The Weekend Pages #3

Hello and welcome to The Weekend Pages; a post about great things I’ve found on the web this week.

We learnt this week that a mere 1,004 people in the UK completed the Rapha Festive 500 cycle challenge. Across the globe, the completion rate was only 23% of all the people who signed up to compete.  One of those was my boyfriend Stephen; I’m SO proud of him for that. We’re awaiting his woven roundel badge through the post to commemorate the achievement.

The three overall winners have just been announced and in third place was my favourite: eight year old Mini-pips and his Dad. What a brilliant father-son combination. The photos of them through their challenge are truly heartwarming, and it’s inspiring to see how such a young lad can ride so far, and with a big smile on his face too!

For me the best statistic from the Festive500 is the 118% increase in women riders from 2012. Hurrah for women’s cycling. Massive congratulations to everyone who completed and commiserations to anyone who had to drop out; I only realised through supporting Stephen how tough it would be!

The overall winners: Riding the Festive 500 in one big fat ride from Paris (FR) to Haarlem (NL) – #inonego from Rotgans & Rotgans on Vimeo.

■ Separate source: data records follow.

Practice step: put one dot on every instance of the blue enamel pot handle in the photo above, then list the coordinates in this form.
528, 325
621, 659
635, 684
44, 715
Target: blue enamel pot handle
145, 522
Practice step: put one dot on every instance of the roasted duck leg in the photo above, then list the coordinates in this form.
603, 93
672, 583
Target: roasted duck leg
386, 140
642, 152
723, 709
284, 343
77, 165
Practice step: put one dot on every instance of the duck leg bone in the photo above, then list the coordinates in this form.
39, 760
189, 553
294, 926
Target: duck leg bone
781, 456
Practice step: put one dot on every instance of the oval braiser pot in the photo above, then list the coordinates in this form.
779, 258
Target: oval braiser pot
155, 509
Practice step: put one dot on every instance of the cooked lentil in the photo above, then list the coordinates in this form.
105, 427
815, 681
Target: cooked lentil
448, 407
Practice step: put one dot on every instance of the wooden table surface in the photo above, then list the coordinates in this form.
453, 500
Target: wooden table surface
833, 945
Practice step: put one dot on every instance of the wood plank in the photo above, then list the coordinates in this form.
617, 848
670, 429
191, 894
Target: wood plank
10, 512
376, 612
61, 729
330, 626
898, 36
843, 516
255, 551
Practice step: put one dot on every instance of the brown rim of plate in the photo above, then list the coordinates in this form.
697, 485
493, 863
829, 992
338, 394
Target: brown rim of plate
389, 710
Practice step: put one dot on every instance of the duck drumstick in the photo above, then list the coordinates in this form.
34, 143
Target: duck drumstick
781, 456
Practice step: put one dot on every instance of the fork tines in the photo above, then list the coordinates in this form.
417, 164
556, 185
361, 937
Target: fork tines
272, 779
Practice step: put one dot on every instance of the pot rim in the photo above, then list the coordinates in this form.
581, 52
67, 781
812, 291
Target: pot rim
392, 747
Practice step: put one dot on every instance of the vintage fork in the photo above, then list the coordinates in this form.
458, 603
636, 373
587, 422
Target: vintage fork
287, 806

In a complete change of topic, the other great thing I’ve discovered this week is Flow magazine from The Netherlands; about paper, mindfulness, simplicity and connection. How brilliant does that sound? They produce the English language version ‘Flow International’ biannually, so I’m eagerly trying to get my hands on a copy. In  the meantime, I’m downloading their free colouring-in pages for my daughter (and me!) to colour in.